John Maynard Keynes wanted to change the world through economics. Arguably, he succeeded, because he had to. The world was in a giant slump after the Great War, and Britain had an unprecedented unemployment crisis. He was the intellectual as well as the governmental voice behind, namely, higher government expenditure and lowering of tax rates to help economic demand during the instability between the wars. Yet putting all that aside, Keynes also lived a personal life of great fascination. It is the brilliance of Emma Barnes’ book about him that she manages to capture both the man and the mind in a highly informative and charming novel; one trusts in an important history lesson, whilst one also joins in with the joys and quarrels of ‘high society’.
Lydia Lopokova, a pretty, quirky Russian ballet dancer, is another key element to the tale and our understanding of Keynes’ life. An unlikely partner, they fall head-over-heels into a lasting romance, which matures delightfully as the novel progresses. She is integral to the antagonisms that developed in Keynes’ relationship with Virginia and Vanessa, of whom Barnes is not shy of painting in shadows of cruelty as well as alliance. Indeed, the book is a jolly read also for anybody who simply cares to indulge in learning more about relations in the infamous Bloomsbury group.

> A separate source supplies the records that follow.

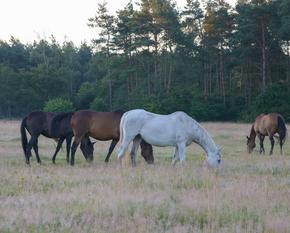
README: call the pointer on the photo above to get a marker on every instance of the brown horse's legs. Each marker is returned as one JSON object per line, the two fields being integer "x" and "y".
{"x": 261, "y": 138}
{"x": 30, "y": 144}
{"x": 59, "y": 143}
{"x": 281, "y": 145}
{"x": 74, "y": 147}
{"x": 68, "y": 143}
{"x": 272, "y": 144}
{"x": 35, "y": 148}
{"x": 112, "y": 146}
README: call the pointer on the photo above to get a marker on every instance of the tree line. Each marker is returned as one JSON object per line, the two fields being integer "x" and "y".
{"x": 209, "y": 59}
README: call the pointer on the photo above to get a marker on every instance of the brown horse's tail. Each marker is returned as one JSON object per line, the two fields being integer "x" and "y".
{"x": 282, "y": 129}
{"x": 23, "y": 135}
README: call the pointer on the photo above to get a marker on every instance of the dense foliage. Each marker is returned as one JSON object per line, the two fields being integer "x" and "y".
{"x": 210, "y": 60}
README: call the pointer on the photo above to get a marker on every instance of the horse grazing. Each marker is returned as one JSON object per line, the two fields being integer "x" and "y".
{"x": 102, "y": 126}
{"x": 37, "y": 123}
{"x": 267, "y": 125}
{"x": 60, "y": 127}
{"x": 176, "y": 129}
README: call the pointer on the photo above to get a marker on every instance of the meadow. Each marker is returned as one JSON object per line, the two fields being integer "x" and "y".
{"x": 248, "y": 193}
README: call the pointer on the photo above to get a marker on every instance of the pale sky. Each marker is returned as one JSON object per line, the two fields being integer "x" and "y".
{"x": 30, "y": 20}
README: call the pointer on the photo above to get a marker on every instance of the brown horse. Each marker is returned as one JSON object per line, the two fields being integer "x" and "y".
{"x": 102, "y": 126}
{"x": 267, "y": 125}
{"x": 39, "y": 123}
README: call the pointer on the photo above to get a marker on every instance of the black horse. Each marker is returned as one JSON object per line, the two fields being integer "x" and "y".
{"x": 39, "y": 123}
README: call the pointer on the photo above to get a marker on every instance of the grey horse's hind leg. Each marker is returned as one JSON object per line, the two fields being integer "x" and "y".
{"x": 181, "y": 152}
{"x": 112, "y": 146}
{"x": 175, "y": 157}
{"x": 261, "y": 138}
{"x": 133, "y": 153}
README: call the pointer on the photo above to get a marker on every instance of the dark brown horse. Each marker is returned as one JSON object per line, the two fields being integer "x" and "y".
{"x": 39, "y": 123}
{"x": 102, "y": 126}
{"x": 267, "y": 125}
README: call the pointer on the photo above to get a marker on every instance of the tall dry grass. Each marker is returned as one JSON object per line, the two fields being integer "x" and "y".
{"x": 248, "y": 193}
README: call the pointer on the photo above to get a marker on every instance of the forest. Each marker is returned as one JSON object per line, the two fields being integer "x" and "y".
{"x": 214, "y": 61}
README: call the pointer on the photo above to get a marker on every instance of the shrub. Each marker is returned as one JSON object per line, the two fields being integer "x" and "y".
{"x": 58, "y": 105}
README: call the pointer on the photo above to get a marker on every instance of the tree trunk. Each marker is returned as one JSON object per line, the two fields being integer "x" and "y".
{"x": 263, "y": 58}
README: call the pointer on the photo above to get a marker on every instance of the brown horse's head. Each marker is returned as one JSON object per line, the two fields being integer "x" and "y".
{"x": 250, "y": 144}
{"x": 87, "y": 148}
{"x": 147, "y": 152}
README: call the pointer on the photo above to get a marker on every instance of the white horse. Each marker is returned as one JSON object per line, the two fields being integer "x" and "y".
{"x": 176, "y": 129}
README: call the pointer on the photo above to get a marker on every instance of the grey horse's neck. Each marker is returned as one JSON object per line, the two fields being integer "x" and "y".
{"x": 202, "y": 138}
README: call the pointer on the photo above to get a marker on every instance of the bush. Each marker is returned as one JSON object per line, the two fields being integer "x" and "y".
{"x": 99, "y": 105}
{"x": 58, "y": 105}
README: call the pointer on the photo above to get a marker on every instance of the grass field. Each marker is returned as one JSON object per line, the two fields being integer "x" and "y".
{"x": 248, "y": 193}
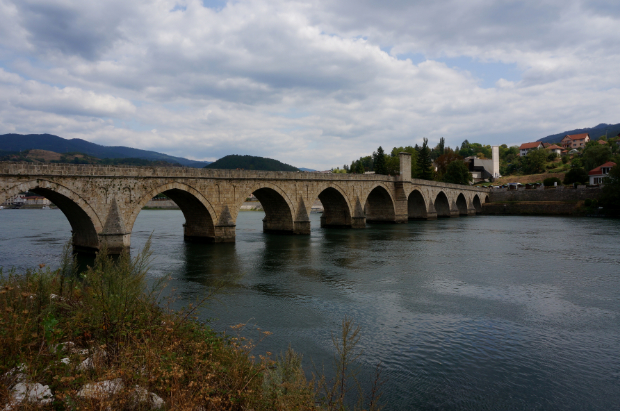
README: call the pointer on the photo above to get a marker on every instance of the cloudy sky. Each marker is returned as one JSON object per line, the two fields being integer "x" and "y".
{"x": 312, "y": 83}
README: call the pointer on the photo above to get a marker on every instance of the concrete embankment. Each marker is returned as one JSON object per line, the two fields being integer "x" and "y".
{"x": 550, "y": 201}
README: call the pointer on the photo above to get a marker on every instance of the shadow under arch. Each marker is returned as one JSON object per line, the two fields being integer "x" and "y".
{"x": 416, "y": 206}
{"x": 442, "y": 205}
{"x": 477, "y": 204}
{"x": 199, "y": 224}
{"x": 336, "y": 210}
{"x": 461, "y": 204}
{"x": 85, "y": 224}
{"x": 278, "y": 214}
{"x": 379, "y": 207}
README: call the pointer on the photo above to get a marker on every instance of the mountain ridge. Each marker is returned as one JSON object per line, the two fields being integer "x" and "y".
{"x": 595, "y": 132}
{"x": 247, "y": 162}
{"x": 19, "y": 142}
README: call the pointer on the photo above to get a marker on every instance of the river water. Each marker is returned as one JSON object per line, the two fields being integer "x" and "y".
{"x": 471, "y": 313}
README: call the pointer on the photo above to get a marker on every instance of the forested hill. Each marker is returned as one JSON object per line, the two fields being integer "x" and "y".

G.E. Moore’s philosophy of art and friendship, “the pleasures of human intercourse and the enjoyment of beautiful objects,” goes a long way in getting at the heart of Keynes’ motivation for his work; make the money to appreciate the beauties in life, and make it for all. It’s an ideal, and it certainly carries him through the post-war blues. Fighting off Foxy and Niemeyer, two banking ‘relations’ set on the success of the cities financial district before all else, is an uphill struggle. Unemployed workers of the north are living on scraps and will have to make do. Keynes was a labour voter and sympathised with the working class. He holds their corner in private clubs filled with Conservatives, and even comes up against Churchill himself in the Treasury meetings, an effort to prevent Churchill’s deadly restoration of the bank’s Gold Standard in April 1925.
There’s the skeptical Maynard too. Who thinks that ‘in the long run we are all dead’, and who is tainted with nostalgia for his youthful Cambridge days. But, overall, the novel really sings a note of optimism for Maynard, his beliefs, his economic policies, and his sincere friendships. After all, he is the only person who seems to actually care about Britain having a future of equality… This is a timely novel that brings back to life a man mistakenly consigned to the sidelines.